NORTH RIDGEVILLE — The city will not be moving forward with aquatic center, with the bond issue failing Tuesday.
Unofficial results reported the levy, which had asked residents to approve a 0.45-mill, 20-year bond to raise $5 million for the center failed, 55 percent to 45 percent.
Mayor David Gillock said he was disappointed in the results and surprised at the gap it lost by.
“It wasn’t a huge surprise it failed, I am surprised it failed by 10 points,” he said. “I thought it would be much closer than that.”
Gillock said the city is working on its budget this week and will have to sit down and discuss the results, including breaking it down by precinct to see where the margin of voters for or against were. He said the city will look at whether residents living in areas with Home Owner Association-provided pools swayed the vote. That analysis could dictate if the city tries to put the issue on the ballot again.

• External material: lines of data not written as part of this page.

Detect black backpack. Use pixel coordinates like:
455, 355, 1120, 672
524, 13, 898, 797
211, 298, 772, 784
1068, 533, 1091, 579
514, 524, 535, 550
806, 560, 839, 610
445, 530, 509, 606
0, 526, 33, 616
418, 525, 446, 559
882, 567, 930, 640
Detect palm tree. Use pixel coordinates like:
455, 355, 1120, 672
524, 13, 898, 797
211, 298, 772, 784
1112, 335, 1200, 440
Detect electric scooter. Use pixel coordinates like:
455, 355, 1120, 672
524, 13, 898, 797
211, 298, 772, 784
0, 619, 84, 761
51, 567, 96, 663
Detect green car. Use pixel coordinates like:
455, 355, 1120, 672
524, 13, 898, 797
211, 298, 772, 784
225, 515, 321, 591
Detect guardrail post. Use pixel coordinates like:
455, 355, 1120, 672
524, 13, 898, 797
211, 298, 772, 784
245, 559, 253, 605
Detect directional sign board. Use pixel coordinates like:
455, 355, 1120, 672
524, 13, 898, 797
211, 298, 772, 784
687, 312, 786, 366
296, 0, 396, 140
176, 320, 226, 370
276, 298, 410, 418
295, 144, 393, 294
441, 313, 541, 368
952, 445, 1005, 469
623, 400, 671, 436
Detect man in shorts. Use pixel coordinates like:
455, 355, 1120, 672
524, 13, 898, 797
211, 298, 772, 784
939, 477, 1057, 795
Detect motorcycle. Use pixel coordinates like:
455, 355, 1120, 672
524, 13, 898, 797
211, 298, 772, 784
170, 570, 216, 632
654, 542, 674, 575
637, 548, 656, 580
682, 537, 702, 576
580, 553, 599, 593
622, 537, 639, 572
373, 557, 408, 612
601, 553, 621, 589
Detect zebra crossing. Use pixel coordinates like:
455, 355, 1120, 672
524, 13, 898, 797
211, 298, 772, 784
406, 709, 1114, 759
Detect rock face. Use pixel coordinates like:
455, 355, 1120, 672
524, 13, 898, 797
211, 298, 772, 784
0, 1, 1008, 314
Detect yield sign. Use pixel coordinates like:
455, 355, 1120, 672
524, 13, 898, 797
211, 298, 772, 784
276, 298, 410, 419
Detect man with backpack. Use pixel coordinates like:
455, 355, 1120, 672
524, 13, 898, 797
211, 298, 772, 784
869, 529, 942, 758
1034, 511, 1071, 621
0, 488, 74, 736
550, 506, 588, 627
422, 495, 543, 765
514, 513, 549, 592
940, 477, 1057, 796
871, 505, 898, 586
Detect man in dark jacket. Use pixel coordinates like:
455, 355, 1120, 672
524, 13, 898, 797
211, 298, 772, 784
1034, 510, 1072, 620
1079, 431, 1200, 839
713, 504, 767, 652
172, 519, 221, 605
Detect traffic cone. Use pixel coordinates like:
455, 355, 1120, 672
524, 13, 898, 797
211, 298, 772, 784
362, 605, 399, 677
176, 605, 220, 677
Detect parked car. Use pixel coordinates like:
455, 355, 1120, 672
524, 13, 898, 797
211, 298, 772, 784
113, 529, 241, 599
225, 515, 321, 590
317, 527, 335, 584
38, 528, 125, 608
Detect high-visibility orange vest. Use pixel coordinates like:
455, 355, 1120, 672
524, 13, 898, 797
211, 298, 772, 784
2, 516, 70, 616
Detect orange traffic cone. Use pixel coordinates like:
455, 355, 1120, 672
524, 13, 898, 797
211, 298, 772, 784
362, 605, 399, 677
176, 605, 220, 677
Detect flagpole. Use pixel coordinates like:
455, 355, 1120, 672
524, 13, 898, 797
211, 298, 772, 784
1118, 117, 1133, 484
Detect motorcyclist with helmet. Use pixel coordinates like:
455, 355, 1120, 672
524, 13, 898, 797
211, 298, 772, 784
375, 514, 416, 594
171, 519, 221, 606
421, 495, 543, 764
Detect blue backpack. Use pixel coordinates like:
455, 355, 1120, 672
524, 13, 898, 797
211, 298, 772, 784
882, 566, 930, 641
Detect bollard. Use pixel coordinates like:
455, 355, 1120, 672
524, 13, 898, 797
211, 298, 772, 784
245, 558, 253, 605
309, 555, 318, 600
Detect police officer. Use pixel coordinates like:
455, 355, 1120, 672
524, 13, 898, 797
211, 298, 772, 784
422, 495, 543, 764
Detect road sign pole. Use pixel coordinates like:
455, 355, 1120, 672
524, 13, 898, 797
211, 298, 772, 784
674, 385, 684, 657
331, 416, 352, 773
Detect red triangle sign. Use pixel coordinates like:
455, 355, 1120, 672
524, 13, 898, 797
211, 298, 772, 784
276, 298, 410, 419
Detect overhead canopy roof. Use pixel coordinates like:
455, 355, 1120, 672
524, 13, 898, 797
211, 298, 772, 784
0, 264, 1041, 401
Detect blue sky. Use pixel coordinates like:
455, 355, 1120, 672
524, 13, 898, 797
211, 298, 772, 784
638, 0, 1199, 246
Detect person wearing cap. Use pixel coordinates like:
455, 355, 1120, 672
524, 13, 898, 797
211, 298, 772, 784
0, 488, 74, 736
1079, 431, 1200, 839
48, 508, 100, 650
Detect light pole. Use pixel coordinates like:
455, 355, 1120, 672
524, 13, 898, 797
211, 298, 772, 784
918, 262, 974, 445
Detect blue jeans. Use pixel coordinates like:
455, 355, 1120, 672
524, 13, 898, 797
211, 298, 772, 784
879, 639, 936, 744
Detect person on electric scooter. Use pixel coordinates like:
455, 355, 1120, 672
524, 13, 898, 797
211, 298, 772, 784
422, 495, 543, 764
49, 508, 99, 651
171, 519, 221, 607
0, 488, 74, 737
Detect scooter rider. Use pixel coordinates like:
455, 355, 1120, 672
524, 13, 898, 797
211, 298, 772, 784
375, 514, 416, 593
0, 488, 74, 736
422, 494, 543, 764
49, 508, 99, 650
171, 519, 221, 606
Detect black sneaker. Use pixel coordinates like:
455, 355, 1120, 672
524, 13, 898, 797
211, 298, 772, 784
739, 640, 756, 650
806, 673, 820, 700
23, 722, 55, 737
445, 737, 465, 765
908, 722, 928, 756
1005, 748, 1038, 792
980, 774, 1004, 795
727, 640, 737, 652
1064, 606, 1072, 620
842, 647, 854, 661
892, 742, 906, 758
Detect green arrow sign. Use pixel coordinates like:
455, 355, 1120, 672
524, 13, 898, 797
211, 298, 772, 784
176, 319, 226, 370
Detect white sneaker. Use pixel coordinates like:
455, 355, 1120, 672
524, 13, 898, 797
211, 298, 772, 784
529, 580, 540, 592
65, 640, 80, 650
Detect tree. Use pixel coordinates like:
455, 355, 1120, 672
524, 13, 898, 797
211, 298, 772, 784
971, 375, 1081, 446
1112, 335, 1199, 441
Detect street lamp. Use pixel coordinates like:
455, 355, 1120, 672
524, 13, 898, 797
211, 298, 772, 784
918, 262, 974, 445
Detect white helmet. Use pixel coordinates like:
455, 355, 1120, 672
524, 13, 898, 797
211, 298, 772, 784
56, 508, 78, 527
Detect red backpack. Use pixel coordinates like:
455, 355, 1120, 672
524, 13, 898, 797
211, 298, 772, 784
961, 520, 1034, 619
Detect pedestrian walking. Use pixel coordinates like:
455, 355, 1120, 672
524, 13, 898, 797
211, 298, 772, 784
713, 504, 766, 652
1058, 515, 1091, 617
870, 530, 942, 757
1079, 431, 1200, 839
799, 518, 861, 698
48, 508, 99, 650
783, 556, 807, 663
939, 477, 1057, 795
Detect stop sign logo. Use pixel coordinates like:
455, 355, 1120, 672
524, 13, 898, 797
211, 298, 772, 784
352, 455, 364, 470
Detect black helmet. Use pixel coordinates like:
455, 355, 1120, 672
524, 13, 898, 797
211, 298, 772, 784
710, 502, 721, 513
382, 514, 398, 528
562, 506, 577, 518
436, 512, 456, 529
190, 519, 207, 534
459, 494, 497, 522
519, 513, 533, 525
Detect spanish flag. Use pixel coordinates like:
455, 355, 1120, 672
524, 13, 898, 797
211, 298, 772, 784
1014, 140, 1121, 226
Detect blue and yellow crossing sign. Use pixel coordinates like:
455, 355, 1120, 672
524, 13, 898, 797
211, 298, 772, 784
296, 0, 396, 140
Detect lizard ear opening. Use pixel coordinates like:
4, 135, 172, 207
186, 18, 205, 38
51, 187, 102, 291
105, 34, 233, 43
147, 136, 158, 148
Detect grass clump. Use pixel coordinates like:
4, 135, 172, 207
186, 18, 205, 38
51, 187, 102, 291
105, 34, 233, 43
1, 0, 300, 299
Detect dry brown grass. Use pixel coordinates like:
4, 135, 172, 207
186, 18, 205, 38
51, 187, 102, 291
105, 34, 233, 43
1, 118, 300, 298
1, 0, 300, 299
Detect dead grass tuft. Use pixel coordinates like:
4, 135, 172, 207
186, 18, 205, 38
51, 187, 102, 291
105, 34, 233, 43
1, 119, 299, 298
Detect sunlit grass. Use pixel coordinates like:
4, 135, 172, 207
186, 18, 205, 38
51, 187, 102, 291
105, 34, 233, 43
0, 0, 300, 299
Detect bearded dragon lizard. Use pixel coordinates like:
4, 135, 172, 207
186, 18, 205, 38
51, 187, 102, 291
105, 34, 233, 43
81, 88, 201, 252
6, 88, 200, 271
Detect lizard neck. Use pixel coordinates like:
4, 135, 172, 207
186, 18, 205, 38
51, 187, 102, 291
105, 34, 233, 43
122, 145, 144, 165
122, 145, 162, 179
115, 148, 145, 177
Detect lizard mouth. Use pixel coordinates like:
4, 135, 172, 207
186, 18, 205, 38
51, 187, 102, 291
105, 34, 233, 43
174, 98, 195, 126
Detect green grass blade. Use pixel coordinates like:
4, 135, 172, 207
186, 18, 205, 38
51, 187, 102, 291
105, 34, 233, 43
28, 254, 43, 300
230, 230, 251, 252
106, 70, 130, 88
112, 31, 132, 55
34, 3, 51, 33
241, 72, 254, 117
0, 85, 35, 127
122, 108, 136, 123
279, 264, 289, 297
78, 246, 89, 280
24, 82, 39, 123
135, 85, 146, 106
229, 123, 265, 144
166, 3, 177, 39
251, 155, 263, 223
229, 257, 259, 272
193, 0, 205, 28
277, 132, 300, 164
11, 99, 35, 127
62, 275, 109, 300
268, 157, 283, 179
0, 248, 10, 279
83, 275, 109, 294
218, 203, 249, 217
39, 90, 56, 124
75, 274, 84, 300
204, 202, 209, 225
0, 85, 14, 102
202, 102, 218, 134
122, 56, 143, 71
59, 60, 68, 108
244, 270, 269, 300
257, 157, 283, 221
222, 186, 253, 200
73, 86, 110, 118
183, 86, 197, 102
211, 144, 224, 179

The center would have been across from South Central Park and has been an a major item on the North Ridgeville Parks and Recreation Department’s wish list after focusing on improvements to its current infrastructure since 2013, director Kevin Fougerousse said.
In light of voters going against Issue 31, Fougerousse said the department will continue to focus on updating its infrastructure while looking toward bigger capital projects.
“So we’ll still keep doing what we’re doing in regards to updating our parks and what we have, but moving toward bigger projects and obviously we’ll have to regroup as far as the aquatic center,” Fougerousse said.
He said the committee and department can’t hang its heads, and said he thought the group did well and will move on.
“It could have gone either way for obvious reasons, but we didn’t have a feeling whether good or bad,” Fougerousse said. “You’re always hoping for the best, you’re always looking for a positive outcome, but we get it, we live in a democracy for a reason.”
Residents had requested a year-round recreation center similar to what Avon has, but Mayor David Gillock said recreation centers are rarely self-sustaining, prompting the city to go with the aquatic center proposal. A full recreation center would have to be subsidized from the general fund, Gillock said, while the aquatic center would have been estimated to generate about $50,000 a year in revenue, according to a 2017 done by Brandstetter Carroll Inc.
The center would have included a 25-meter lap pool, plunge pool, zero-depth entry activity pool, lazy river, two slides, and interactive elements similar to what is in the city’s splash pad. It would have been open from roughly Memorial Day to Labor Day, with passes open to city residents. Passes for a family of four or more would have cost roughly $227 with individual passes priced at $85 and youth passes at $60.
“That’s too bad, I know we had a good group that worked really hard on it,” Gillock said. “It wasn’t a very expensive project to the average homeowner. It was one of the things that was highly requested on our surveys, so we were optimistic, but it is hard to pass levies. But we’ll take a look at it and see where we go from there.”